Dr. Robert Hollenhorst, pioneering ophthalmologist

  • Article by: BEN COHEN , Star Tribune
  • Updated: January 20, 2008 - 6:59 PM

The Mayo Clinic physician discovered clues in the eyes that helped diagnose stroke and coronary diseases.

Dr. Robert Hollenhorst of Rochester discovered a way to diagnose stroke and coronary diseases by looking into a patient's eye.

Hollenhorst did research on the crystals that lodge in the small arteries in the eye's retina. After he established what the crystals, or cholesterol plaques, were, they became useful in diagnosing other diseases.

Hollenhorst, for whom Hollenhorst plaques are named, died at his Rochester home on Jan. 10. The award-winning Mayo Clinic ophthalmologist was 94.

Hollenhorst's son, Dr. Robert Hollenhorst of Duluth, studied several months with his father at Mayo when he was serving his residency in ophthalmology.

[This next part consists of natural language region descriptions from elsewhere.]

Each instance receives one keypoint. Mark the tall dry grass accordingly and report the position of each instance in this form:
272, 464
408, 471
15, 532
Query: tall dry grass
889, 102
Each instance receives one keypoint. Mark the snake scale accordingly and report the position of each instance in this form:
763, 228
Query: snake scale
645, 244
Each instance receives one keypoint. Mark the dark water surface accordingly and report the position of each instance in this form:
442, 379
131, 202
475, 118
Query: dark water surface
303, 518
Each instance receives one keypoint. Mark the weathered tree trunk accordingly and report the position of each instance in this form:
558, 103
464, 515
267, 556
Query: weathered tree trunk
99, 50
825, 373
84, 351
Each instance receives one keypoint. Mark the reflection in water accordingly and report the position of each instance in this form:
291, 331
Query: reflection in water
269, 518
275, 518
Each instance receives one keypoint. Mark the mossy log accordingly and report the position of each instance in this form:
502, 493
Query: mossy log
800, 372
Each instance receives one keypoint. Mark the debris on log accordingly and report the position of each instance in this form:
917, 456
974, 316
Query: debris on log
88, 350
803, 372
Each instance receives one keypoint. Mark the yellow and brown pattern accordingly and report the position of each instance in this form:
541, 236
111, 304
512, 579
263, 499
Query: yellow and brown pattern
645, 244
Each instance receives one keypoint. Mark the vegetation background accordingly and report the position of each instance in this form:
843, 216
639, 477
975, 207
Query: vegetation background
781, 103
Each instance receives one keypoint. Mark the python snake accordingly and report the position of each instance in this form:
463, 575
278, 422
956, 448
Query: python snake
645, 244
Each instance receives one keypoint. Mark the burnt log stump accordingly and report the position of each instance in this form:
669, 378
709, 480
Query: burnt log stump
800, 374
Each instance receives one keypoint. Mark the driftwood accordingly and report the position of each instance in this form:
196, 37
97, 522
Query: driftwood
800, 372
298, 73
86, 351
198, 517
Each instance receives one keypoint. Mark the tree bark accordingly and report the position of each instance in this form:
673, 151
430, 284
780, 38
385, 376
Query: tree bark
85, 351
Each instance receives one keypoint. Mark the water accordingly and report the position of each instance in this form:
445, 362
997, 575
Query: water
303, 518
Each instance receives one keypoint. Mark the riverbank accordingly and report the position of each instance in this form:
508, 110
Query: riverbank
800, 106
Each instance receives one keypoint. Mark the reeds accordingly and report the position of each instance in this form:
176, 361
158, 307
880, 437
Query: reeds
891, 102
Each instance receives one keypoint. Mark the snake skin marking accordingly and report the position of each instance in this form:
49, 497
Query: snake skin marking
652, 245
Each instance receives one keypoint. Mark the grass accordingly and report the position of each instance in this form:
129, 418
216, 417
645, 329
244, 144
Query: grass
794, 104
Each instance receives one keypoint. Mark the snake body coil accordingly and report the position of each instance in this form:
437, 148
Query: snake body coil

"He was a great teacher, and his knowledge was limitless," said his son. "It was a joy to work with him."

The elder Hollenhorst wrote more than 90 scientific papers, made advances in neuro-ophthalmology, and led national medical associations.

He was awarded the Howe Medal for his work, a "rare" honor, said his son.

For 30 years, he was the consulting ophthalmologist to Minnesota State Services for the Blind, and he was an active leader in the state's Preschool Medical Survey of Vision and Hearing.

In 1941, the St. Cloud native graduated from the University of Minnesota School of Medicine.

During World War II, he served in the Army as a physician, making amphibious landings in New Guinea and the Philippines. He received the Bronze Star.

In the late 1940s, he did graduate medical studies at Mayo, and joined its staff in 1949.

In his early days, he performed many eye surgeries, but later turned to research and working with patients.

Dr. David Hanlon, retired Mayo hematologist, said Hollenhorst "loved" the clinic.

"He was quiet and unassuming but a very talented person," said Hanlon. "He made time for his friends, too."

His son, Thomas, of St. Louis Park, recalled the family singing and playing musical instruments together. And for many years, Hollenhorst was the soloist at Rochester's Church of St. John the Evangelist.

"Despite all the work, he was always there as a father," said his son.

He retired around 1980, living near Brainerd, where he enjoyed driving his boat and towing all the water skiers in his large family. In 1996, he moved back to Rochester.

His wife of 68 years, Alice, died in December. His son, the Rev. Mark Hollenhorst, died in 1993, and his son, Stephen Holllenhorst, died in 2000.

In addition to Tom and Robert, he is survived by sons Michael of Orono, John of Salt Lake City, and James of Saratoga, Calif.; daughters Mary Lazarus of Millbrae, Calif., and Kathleen Pohly of Pagosa Springs, Colo.; brother Dr. G. Donald Hollenhorst of Zion, Ill.; sisters Virginia Pleas of Seattle, Sister Bernice of Notre Dame, Ind., Edith Hering of Kailua Kona, Hawaii, and Elaine McKinley of Bay Village, Ohio; 21 grandchildren, and 13 great-grandchildren.

Services will be held at 11 a.m. on June 18 at the Fort Snelling Historic Chapel.